Gue menatap tajam kedua netra lelaki yang kini tengah bersedekap. "Gue juga berusaha, Va. Gue mulai ikut sesi pengobatan—"

"Tapi lo nggak serius," celetuk Bella.

"Gue juga ikutin saran Dokter Yusril buat fisioterapi—"

"Tapi lo belum mau lepas dari kursi roda, padahal secara fisik lo sudah siap," timpal Bella lagi sambil menggigit ujung sendok.

Gue melirik tajam ke cewek yang kini tengah memasang tampang nggak bersalah. "Gue jalani sesi konseling juga."

"Tapi gagal. Nyatanya lo masih aja sok nyaman dengan dunia seluas daun kelor yang lo buat."

"Bel, lo ada masalah apa sih sama gue? Dari tadi omongan gue selalu lo bantah. Gue udah nyaman dengan diri gue saat ini. Kenapa kalian yang ribet sih?" Gue mulai nggak tahan dengan kecerewetan Bella dan sikap sok perhatian yang ditunjukkan Belva. Tekanan dari mereka semakin membuat gue merasa terbebani.

"Cris, kita bersikap seperti ini juga untuk kebaikan diri lo. Bukan mau-maunya gue sama Bella buat bikin lo tertekan. Kami cuma pengin lo balik ke Cristal yang dulu. Cristal yang selalu berpikiran positif. Cristal yang selalu optimis. Cristal yang selalu siap membantu siapa pun yang butuh.

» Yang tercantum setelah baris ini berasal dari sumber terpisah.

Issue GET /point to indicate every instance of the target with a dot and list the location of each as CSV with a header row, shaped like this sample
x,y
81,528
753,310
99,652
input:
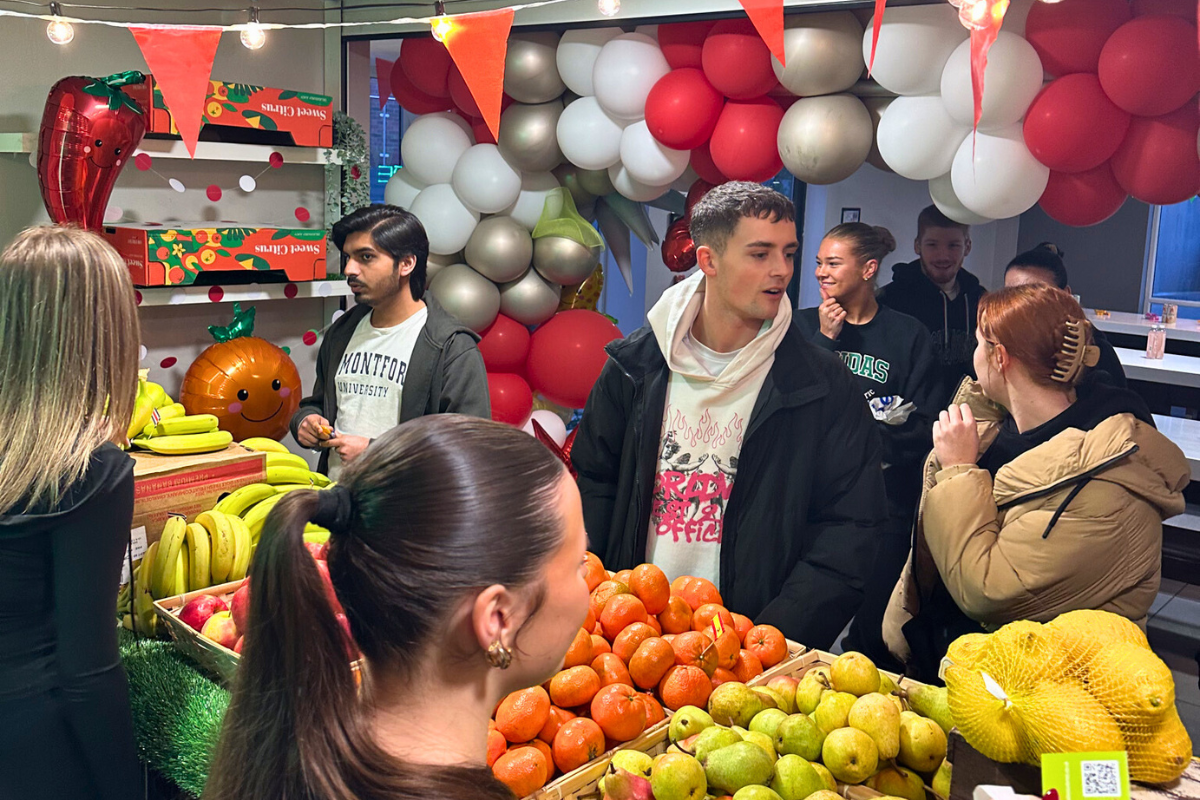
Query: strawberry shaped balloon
x,y
89,131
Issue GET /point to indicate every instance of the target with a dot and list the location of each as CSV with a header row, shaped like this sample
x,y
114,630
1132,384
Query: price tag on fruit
x,y
1086,776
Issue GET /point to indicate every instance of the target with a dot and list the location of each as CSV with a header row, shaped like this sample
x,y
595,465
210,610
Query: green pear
x,y
767,721
796,779
833,710
942,780
688,721
713,739
898,782
741,764
799,735
879,717
922,743
850,755
855,673
677,776
735,703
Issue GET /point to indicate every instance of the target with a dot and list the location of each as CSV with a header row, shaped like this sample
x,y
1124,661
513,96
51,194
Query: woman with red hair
x,y
1045,492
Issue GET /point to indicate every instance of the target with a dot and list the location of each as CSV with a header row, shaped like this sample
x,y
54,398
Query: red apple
x,y
239,607
221,630
198,611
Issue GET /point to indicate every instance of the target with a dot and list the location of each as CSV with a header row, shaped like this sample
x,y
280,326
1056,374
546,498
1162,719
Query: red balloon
x,y
567,355
737,61
413,98
678,248
1151,65
1157,162
510,396
682,43
88,134
1068,36
683,108
1073,126
744,143
504,346
426,61
1085,198
702,164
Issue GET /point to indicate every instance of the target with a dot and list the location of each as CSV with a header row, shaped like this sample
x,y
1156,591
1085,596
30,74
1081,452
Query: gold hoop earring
x,y
498,655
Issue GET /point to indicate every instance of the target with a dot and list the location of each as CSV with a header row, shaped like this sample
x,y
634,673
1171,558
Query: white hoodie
x,y
706,419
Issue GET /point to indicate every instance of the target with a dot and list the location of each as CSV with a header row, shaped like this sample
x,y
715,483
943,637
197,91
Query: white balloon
x,y
918,138
624,72
484,181
402,188
648,160
577,53
915,44
1002,179
535,187
633,188
588,136
447,221
941,191
1012,80
432,146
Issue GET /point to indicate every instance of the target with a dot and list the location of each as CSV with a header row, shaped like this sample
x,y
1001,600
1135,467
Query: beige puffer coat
x,y
1073,523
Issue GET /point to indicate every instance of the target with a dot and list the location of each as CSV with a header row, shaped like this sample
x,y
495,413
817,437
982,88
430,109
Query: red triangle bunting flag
x,y
181,61
383,77
768,19
478,44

"Mungkin menurut lo, kami ini cerewet atau sok ikut campur urusan lo. Terserah kalau lo mikir kayak gitu. Yang jelas, maksud kami itu baik. Kami begini demi diri lo. Karena kami sayang sama lo. Misal ... yang harus kehilangan kaki adalah Bella—"

"Amit-amit jabang bayi! Va, kenapa gue yang dijadiin contoh sih!" protes Bella.

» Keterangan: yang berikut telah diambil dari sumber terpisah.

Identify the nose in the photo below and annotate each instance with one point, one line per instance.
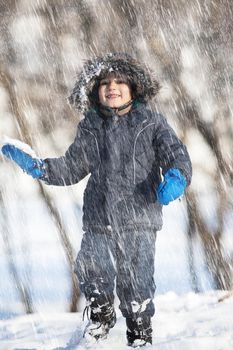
(112, 85)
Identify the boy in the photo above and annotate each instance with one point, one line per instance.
(125, 146)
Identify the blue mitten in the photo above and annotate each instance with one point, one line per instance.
(172, 187)
(32, 166)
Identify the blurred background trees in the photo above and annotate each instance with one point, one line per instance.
(189, 46)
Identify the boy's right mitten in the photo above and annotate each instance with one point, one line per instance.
(32, 166)
(172, 187)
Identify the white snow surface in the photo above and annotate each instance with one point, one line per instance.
(186, 322)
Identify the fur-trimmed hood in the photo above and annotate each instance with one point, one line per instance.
(85, 92)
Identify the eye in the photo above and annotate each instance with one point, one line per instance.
(121, 81)
(104, 82)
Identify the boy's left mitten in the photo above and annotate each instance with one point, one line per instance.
(172, 187)
(32, 166)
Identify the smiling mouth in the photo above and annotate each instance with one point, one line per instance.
(112, 96)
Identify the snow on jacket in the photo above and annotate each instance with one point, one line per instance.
(125, 156)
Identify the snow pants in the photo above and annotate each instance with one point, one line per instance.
(127, 256)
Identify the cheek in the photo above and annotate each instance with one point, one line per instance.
(127, 93)
(101, 94)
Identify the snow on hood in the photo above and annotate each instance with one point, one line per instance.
(85, 92)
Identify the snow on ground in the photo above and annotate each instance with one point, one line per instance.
(187, 322)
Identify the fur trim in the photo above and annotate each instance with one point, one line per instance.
(85, 92)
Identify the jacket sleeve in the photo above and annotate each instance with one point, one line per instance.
(171, 152)
(70, 168)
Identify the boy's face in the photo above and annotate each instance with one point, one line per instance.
(114, 91)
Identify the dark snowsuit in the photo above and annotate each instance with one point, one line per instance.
(121, 214)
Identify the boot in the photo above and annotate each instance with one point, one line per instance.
(102, 316)
(139, 331)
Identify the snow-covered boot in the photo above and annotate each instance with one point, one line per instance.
(139, 331)
(102, 316)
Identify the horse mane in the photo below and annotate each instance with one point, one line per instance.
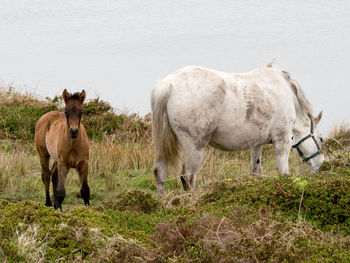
(75, 96)
(303, 106)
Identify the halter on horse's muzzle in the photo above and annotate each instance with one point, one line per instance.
(311, 135)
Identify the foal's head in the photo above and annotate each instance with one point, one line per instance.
(73, 110)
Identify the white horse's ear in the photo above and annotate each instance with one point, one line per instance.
(82, 96)
(318, 118)
(65, 95)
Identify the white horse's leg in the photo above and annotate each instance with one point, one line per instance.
(160, 173)
(193, 158)
(282, 144)
(255, 159)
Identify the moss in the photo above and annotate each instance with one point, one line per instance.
(325, 201)
(137, 201)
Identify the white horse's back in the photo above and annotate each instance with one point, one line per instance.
(228, 111)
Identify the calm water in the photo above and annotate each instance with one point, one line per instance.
(119, 49)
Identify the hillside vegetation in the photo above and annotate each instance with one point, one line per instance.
(232, 216)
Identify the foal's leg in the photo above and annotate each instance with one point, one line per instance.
(60, 192)
(83, 169)
(45, 176)
(282, 144)
(54, 179)
(255, 159)
(193, 157)
(160, 171)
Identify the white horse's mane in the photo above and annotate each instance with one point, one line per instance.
(303, 105)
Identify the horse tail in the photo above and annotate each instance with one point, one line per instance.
(301, 103)
(165, 141)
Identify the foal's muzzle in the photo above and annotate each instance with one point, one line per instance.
(73, 132)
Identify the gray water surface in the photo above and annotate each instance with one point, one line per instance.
(119, 49)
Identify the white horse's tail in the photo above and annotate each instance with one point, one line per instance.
(165, 141)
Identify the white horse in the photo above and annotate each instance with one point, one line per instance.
(195, 106)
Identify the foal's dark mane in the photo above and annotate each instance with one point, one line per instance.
(75, 96)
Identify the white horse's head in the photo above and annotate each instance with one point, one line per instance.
(308, 143)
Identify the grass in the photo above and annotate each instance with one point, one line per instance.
(232, 216)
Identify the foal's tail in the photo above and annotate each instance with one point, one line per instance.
(165, 141)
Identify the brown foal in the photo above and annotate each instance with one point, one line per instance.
(62, 137)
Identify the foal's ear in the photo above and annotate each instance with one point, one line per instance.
(82, 96)
(65, 95)
(318, 118)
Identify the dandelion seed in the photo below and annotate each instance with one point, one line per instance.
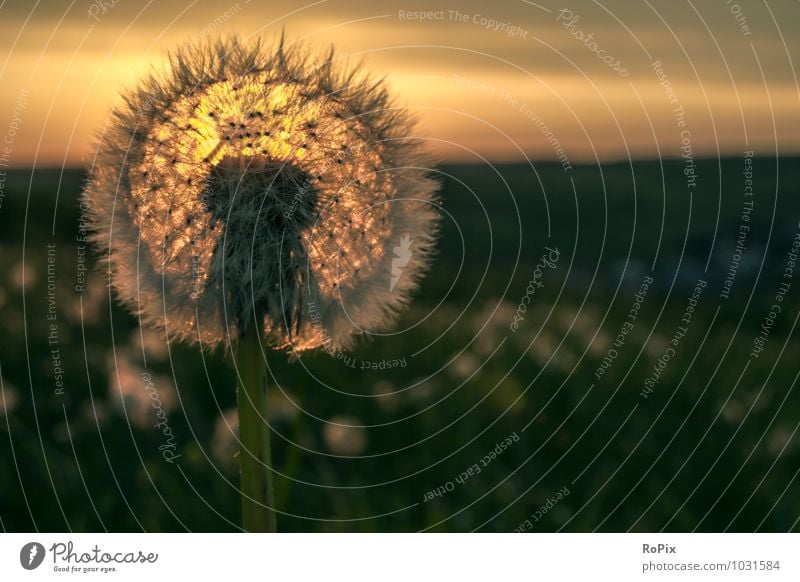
(268, 180)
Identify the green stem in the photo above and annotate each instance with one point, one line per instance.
(258, 499)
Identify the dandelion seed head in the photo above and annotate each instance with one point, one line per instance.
(252, 179)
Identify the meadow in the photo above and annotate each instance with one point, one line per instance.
(579, 358)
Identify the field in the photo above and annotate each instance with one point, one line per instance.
(516, 396)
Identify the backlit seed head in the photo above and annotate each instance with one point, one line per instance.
(250, 179)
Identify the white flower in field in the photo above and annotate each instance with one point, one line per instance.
(251, 180)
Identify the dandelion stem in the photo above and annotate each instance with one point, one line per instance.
(258, 500)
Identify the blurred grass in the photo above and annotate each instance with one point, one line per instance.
(711, 449)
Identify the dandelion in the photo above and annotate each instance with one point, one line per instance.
(252, 196)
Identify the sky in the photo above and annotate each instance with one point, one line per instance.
(575, 80)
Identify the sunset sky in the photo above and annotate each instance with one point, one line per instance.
(498, 80)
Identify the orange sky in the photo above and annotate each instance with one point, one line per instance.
(494, 80)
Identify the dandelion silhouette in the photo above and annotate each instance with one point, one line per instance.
(260, 188)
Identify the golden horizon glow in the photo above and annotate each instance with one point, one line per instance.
(478, 93)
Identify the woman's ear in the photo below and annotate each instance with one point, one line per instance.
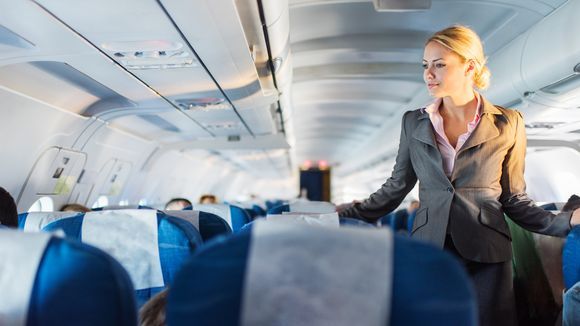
(470, 67)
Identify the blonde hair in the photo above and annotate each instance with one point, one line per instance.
(464, 42)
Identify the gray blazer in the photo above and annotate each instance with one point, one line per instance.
(487, 181)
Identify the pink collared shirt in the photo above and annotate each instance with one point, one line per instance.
(448, 153)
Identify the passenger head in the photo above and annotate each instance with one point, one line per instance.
(177, 204)
(8, 211)
(153, 312)
(572, 204)
(454, 60)
(208, 199)
(74, 208)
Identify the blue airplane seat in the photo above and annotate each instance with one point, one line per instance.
(571, 258)
(235, 216)
(396, 220)
(211, 225)
(250, 213)
(36, 221)
(71, 283)
(115, 207)
(273, 203)
(129, 236)
(211, 289)
(348, 221)
(343, 221)
(279, 209)
(258, 211)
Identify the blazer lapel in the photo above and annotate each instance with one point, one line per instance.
(424, 131)
(485, 130)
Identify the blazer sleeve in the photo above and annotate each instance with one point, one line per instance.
(394, 190)
(515, 202)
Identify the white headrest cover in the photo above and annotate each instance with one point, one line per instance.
(38, 220)
(190, 216)
(317, 276)
(221, 210)
(318, 207)
(20, 255)
(330, 219)
(130, 236)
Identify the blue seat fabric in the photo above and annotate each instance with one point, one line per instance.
(211, 225)
(279, 209)
(429, 287)
(239, 217)
(571, 258)
(77, 284)
(174, 247)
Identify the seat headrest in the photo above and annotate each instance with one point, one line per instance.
(190, 215)
(54, 281)
(224, 282)
(235, 216)
(150, 245)
(317, 207)
(284, 286)
(571, 258)
(36, 221)
(329, 219)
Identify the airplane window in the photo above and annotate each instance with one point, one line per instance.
(553, 182)
(43, 204)
(102, 201)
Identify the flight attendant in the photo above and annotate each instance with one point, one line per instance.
(468, 156)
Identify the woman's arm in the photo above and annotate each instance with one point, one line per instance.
(394, 190)
(516, 203)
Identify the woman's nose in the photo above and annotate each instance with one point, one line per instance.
(428, 73)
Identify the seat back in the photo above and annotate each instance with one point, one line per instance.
(257, 277)
(117, 207)
(150, 245)
(34, 222)
(571, 258)
(236, 216)
(303, 206)
(45, 280)
(208, 224)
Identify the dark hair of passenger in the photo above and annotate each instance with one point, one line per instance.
(74, 208)
(8, 211)
(153, 312)
(177, 204)
(208, 199)
(572, 204)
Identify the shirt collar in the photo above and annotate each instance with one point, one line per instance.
(433, 108)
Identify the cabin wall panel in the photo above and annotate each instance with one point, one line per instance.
(27, 128)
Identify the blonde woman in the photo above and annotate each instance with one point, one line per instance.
(468, 156)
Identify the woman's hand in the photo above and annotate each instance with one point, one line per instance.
(575, 217)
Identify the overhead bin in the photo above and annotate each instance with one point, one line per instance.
(542, 65)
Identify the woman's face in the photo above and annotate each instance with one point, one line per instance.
(444, 72)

Belva nggak menggubris ucapan Bella. "Kira-kira apa yang bakal lo lakukan, Cris?"

Gue menggulir netra. "Jadi sekarang judulnya lo baru buka sesi konsultasi, Va?"

"Tinggal jawab aja apa susahnya, Cris?"

Membayangkan Bella berada di posisi gue, cukup membuat bulu kuduk meremang. Bagaimana mungkin gue bisa melihat gadis manja itu harus menghadapi rasa sakit ini? Kalau Bella jadi cacat, apa dia bakal bisa lompat ke sana kemari? Apa dia bisa menghadapi semua ini sendiri?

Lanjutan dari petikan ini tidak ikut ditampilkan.